Vicki Sell, mother of 3-year-old Katherine, tenses when the vendor starts ringing his little bell, over and over, hoping her daughter doesn’t have the typical Pavlovian response.
Ever since Katherine had an inconsolable meltdown about not being able to have a treat, Ms. Sell has been trying to have unlicensed vendors ousted from the park. She has repeatedly called the city’s 311 complaint hot line, joining parents nationwide who can’t stand the icy man or his motorized big brother, the ice cream man.
“I fall into the camp of parents who are irate,” Ms. Sell said. She has equal disdain for Mister Softee and the ice cream pop vendor outside the park, but since they are licensed, there is not much she can do about them.
“I feel kind of bad about having developed this attitude,” she said. “I want Katherine to have the full childhood experience and all. But it’s really predatory for them — two of them — to be right inside the playground like this.”
Ms. Sell says she is not obsessed with health and nutrition. She — and others — feel they have been pushed to the brink by that little bell. Across message boards and playgrounds, soccer fields and day camp exits, parents have been raging. In a greener, more health-conscious, unsafe world, the ice cream man has lost some of his mojo.
In Chicago last fall, the City Council banned ice cream trucks from the 18th Ward after residents complained about unclean vendors, noise and, more troubling, possible drug sales inside some of the trucks.
In Clark County, Nev., home to loud and glitzy Las Vegas, an ordinance was voted in this year to prohibit the trucks from jingling after 8 p.m. in summer.

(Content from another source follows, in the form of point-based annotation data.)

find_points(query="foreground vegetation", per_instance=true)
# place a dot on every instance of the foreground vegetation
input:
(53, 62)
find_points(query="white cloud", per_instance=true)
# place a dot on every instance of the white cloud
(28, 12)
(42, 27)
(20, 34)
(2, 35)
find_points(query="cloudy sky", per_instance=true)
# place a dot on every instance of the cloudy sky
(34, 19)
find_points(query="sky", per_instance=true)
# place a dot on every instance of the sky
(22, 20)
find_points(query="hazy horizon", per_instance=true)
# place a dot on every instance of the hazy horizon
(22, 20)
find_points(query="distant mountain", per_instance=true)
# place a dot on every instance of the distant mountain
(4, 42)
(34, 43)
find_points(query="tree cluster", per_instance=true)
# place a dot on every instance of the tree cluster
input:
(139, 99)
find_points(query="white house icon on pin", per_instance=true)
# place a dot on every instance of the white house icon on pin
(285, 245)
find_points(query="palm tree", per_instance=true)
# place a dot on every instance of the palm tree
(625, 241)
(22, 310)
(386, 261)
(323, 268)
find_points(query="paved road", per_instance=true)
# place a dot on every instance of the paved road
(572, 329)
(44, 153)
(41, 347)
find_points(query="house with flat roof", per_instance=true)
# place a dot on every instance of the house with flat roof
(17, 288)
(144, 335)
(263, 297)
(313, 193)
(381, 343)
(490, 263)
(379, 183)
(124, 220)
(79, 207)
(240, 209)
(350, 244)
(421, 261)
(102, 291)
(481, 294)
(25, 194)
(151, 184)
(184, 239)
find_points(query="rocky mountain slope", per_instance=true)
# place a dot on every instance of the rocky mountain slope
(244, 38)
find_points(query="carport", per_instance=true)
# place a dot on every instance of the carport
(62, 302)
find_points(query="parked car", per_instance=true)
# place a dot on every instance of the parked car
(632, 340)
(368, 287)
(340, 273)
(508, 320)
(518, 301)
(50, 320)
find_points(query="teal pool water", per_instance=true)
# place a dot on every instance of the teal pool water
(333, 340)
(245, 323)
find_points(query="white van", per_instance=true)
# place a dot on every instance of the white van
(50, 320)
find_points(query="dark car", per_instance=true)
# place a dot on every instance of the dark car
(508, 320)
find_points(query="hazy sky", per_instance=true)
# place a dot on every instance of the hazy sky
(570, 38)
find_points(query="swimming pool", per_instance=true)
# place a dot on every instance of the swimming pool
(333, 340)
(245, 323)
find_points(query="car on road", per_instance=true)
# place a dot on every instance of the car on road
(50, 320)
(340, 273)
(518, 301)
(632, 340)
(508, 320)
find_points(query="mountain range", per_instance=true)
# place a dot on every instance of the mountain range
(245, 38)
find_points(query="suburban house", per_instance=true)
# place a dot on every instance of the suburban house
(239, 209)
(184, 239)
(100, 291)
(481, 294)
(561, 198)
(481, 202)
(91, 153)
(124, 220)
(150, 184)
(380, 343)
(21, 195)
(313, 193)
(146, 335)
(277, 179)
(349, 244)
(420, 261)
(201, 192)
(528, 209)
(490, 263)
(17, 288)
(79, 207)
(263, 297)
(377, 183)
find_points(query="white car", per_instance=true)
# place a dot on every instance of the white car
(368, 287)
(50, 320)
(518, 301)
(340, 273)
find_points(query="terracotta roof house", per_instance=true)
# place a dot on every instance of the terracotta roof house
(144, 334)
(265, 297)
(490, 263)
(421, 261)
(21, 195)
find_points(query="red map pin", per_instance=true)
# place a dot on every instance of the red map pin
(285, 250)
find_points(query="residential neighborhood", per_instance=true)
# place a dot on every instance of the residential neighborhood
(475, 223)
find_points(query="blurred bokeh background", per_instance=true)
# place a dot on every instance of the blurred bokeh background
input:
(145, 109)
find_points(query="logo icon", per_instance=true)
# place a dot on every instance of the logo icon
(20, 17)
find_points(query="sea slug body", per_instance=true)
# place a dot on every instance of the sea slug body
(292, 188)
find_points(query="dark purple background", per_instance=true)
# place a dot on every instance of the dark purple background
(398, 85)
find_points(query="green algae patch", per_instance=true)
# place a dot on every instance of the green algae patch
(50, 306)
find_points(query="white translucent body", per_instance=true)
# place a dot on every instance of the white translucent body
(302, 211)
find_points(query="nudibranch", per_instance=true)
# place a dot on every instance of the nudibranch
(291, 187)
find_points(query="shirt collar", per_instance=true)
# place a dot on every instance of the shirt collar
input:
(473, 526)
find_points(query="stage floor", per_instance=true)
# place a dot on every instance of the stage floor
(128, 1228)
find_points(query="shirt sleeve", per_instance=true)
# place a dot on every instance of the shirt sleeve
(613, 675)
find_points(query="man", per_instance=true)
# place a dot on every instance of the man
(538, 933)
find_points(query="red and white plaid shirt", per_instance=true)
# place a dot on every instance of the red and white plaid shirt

Not surprisingly, the industry isn’t taking this lying down:
Though most ice cream vendors are defensive about their prepackaged products, Hilary Guishard of Brooklyn, known as Doc, understands the concern of worried parents. Mr. Guishard, who has owned and driven Mister Softee trucks for 32 years, possesses the wisdom of a man who has cruised the mean streets for a very long time. “I empathize with moms when it come to health issues,” Mr. Guishard said. Some Mister Softee franchisees can get healthier products, like fat-free ice cream, if customers ask them, he said.
“But moms have a choice,” he said. “We should be mature enough to tell our kids, ‘No.’ ”
Wanting the trucks to go away “is not a valid issue,” he said, adding, “It’s like a mother being angry at a store being at a particular corner.” Besides, the ice cream man isn’t forever.
“It’s summer,” he said, sighing. “It’s only four months.”
But this is America, we’re not allowed to have fun anymore.


I have great childhood memories of the Good Humor man coming through my neighborhood. Frankly, with all the mental junk our kids are exposed to between TV, fast food, cereal boxes, toys, etc. I think this is one of the more “wholesome experiences”. At least these kids who are outside playing instead of sitting in front of the tube.
We told our oldest daughter until she was four that what drove around the neighborhood was the “Music Truck”.
I’m certain she will have her revenge on us someday.